石川会長(左)に食料品などを贈る松嶋さん

津市社会福祉協議会=石川博之会長=が、同社協久居支部=津市久居東鷹跡町=で、藤田医科大学七栗記念病院=津市大鳥町=の職員約470名から集められた食料品や生活用品を受け取った。
 同病院は、令和3年度から、8月と12月の年に2回、同会へ寄付を行っている。SDGsへの取り組みとして、できるところから地域貢献を始めようと、病院に届くお中元とお歳暮を寄付として活用したのがきっかけ。その後、職員の個人宅にある使わないものや、困っている人へ提供したい物品を集め、病院で取りまとめることに発展した。
 寄付品には、レトルト食品やお菓子、稲作をしている職員が生産したお米、タオルや洗剤、カイロなどの生活用品が贈られた。同病院を代表し寄付を行った看護部長の松嶋文子さんは、「総務課に寄付の窓口を作って、普段から物品を募っている。お菓子の詰め合わせが入ったサンタクロースのブーツは、この事業に賛同する従業員が、子供たちに少しでも笑顔になってもらいたいと用意した。物価高騰などで困っている全ての家庭に行き渡らせることは難しいけれど、その一助となれば」と話した。
 同病院は、津市河芸町影重に本部を置く社会福祉法人里山学院が運営する児童養護施設と乳児院にも、子供向けの食品や衣類を仕分けして寄付している。

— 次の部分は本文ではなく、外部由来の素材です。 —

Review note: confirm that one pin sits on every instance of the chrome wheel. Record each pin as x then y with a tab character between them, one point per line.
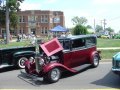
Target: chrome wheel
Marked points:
53	75
21	62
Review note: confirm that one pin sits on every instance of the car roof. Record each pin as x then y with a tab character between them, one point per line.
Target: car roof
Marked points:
76	37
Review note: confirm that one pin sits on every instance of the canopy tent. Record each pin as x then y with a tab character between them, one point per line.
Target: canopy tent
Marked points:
59	29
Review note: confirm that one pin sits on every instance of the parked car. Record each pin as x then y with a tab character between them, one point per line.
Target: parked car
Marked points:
63	54
105	36
15	56
116	64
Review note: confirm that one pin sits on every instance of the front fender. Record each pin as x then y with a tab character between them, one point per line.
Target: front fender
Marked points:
93	53
50	66
23	53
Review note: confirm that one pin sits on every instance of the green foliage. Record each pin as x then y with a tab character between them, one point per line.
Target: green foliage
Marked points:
98	28
108	42
89	27
80	30
13	6
109	29
79	20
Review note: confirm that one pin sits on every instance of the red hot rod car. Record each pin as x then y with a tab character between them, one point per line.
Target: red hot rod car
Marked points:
63	54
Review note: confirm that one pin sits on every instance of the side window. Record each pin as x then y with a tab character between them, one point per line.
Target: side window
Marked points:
91	41
65	44
78	43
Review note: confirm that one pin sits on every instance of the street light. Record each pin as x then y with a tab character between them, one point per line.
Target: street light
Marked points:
7	20
7	23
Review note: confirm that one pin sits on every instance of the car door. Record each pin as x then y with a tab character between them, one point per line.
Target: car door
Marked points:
79	52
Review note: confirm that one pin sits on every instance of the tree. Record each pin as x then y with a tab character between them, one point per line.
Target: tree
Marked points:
79	20
109	29
80	30
98	28
89	27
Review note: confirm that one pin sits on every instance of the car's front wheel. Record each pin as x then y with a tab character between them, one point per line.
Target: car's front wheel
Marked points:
53	75
21	62
95	61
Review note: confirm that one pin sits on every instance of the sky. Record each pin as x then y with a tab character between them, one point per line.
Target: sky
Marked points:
92	10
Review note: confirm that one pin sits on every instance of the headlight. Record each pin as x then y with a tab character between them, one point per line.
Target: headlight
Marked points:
41	61
31	59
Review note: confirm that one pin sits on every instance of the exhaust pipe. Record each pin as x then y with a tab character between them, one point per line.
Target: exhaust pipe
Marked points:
37	57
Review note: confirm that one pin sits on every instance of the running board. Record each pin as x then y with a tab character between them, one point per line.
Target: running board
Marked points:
81	67
5	65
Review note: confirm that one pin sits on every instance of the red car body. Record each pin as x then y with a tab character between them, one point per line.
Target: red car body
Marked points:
64	54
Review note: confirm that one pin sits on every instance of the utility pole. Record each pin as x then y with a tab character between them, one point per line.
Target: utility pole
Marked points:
104	23
7	23
94	25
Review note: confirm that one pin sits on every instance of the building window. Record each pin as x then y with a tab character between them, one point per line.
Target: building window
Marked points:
32	19
44	19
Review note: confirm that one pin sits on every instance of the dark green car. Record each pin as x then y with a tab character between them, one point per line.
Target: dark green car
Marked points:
15	56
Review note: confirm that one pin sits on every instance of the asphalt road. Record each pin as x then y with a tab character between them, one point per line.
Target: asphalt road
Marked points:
90	78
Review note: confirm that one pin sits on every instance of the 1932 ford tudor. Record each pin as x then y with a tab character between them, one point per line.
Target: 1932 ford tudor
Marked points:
63	54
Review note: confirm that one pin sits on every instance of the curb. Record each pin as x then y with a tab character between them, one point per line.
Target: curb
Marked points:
106	60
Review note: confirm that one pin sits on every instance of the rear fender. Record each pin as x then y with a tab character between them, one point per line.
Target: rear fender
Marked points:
50	66
93	53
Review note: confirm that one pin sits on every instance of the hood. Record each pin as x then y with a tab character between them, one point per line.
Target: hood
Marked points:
117	56
51	47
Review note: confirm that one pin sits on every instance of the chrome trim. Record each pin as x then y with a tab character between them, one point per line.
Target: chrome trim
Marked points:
115	69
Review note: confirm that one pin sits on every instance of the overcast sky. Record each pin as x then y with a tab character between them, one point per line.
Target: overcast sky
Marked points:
91	9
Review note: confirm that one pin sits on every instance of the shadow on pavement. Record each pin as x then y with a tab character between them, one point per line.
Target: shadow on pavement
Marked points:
6	69
110	80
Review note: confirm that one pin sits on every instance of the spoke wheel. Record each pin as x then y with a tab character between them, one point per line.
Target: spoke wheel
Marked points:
53	75
21	62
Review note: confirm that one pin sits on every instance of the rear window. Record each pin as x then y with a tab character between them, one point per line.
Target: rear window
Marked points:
91	41
78	43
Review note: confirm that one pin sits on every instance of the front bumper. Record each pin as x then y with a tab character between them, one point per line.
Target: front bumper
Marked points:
116	71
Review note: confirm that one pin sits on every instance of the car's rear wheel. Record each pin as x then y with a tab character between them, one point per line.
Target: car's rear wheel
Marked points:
53	75
95	61
21	62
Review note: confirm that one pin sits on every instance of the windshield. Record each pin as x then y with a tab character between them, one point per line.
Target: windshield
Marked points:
65	44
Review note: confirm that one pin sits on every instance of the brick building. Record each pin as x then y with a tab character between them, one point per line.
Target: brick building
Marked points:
39	22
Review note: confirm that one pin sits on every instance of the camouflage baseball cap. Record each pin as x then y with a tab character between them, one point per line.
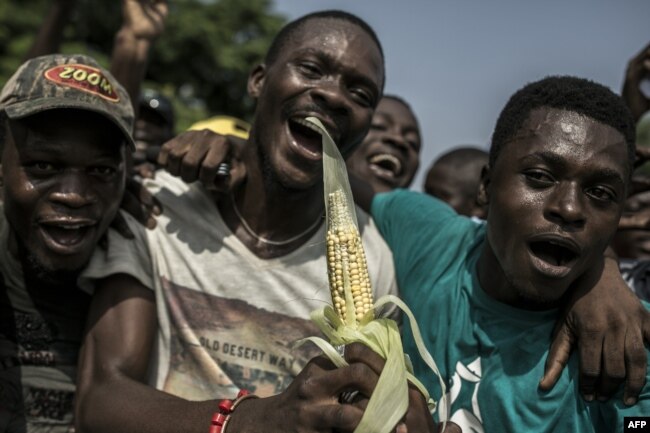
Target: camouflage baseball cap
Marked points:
67	81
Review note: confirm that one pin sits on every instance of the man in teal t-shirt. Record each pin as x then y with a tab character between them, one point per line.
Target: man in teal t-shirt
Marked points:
486	297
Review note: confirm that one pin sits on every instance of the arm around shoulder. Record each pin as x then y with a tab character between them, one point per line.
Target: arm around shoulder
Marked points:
112	394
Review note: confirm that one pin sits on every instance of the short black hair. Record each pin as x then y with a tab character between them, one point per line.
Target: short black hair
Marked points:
569	93
287	32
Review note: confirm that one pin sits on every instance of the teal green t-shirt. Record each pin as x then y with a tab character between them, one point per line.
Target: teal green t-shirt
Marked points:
490	354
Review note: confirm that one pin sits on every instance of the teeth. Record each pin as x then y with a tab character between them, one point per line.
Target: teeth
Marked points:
308	124
385	157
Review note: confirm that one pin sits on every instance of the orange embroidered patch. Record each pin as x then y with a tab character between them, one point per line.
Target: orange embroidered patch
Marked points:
84	78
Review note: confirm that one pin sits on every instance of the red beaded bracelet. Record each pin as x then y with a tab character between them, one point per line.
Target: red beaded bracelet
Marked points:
226	408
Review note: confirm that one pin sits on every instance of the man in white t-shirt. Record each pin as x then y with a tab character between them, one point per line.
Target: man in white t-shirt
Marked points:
211	301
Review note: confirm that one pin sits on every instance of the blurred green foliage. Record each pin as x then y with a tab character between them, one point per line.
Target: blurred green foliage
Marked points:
201	62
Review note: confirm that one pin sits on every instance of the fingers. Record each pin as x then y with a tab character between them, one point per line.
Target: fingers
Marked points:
558	357
196	155
139	202
635	363
343	417
190	162
208	174
591	349
360	353
613	364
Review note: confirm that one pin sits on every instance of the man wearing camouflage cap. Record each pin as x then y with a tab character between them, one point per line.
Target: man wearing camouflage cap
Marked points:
65	124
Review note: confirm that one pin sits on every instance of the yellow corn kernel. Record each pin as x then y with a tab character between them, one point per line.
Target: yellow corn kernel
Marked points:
347	267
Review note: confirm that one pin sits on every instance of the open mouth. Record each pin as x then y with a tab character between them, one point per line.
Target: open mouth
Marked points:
554	253
66	237
386	165
306	136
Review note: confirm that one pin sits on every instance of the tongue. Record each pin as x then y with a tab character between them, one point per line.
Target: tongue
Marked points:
66	236
306	137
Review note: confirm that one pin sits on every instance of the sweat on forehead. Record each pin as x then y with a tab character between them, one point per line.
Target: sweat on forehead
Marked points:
564	93
290	30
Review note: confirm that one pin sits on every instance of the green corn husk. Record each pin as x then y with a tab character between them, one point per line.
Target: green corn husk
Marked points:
389	401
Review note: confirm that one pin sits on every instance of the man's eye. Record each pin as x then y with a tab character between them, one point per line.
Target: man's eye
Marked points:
363	97
310	70
41	166
102	170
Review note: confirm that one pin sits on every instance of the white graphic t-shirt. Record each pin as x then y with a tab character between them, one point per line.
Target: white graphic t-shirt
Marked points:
227	319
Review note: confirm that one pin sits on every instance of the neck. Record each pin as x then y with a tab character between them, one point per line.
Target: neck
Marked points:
263	210
497	285
38	276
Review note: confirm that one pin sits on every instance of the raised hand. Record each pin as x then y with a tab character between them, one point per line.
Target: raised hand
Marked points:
145	19
637	69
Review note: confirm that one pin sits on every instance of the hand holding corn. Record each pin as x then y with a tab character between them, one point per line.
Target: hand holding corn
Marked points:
352	318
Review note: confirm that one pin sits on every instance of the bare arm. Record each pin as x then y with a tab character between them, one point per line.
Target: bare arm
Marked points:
637	69
50	34
112	394
142	23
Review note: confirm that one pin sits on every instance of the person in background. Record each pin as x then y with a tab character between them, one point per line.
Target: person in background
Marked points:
454	178
389	156
487	296
153	127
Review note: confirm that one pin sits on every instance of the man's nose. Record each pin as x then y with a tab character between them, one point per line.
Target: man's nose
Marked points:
73	190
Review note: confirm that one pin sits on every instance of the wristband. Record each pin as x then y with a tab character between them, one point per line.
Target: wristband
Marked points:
226	408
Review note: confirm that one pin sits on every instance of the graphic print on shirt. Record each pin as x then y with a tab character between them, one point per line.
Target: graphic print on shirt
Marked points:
219	345
464	387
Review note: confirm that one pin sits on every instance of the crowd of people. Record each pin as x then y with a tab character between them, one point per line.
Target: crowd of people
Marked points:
154	282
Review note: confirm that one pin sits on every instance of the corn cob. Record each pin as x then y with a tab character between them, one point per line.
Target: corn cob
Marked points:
346	260
351	293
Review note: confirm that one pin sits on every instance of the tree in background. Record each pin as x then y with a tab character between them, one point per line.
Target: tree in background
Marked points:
201	62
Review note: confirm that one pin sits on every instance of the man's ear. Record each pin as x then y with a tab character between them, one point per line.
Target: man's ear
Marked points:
256	80
483	196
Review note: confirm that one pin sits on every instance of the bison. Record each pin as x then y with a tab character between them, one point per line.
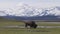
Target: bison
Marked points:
32	24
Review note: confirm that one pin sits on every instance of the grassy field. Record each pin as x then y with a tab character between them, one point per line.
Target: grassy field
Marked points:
31	31
4	22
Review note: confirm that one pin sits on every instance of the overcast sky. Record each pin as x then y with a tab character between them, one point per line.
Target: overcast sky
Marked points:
36	3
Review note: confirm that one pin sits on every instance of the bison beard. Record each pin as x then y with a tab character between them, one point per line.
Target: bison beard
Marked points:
32	25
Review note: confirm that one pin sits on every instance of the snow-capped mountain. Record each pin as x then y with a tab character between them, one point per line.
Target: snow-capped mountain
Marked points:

 「企業の商品やまとめて購入されたものがほとんどで、従業員が普段から集めてくれて、このように多岐にわたる物品を寄付していただくのは他にない。病院に届いたギフト品を従業員で分けることなく、そのまま寄付していただける温かい気持ちを、必要としている世帯に届けたい」と石川会長。寄付品は、市内で子ども食堂を運営する団体や窓口を訪れる困窮世帯へ配られるほか、26日に津市社会福祉協議会が主催する子育て支援事業のクリスマス会でも活用されるという。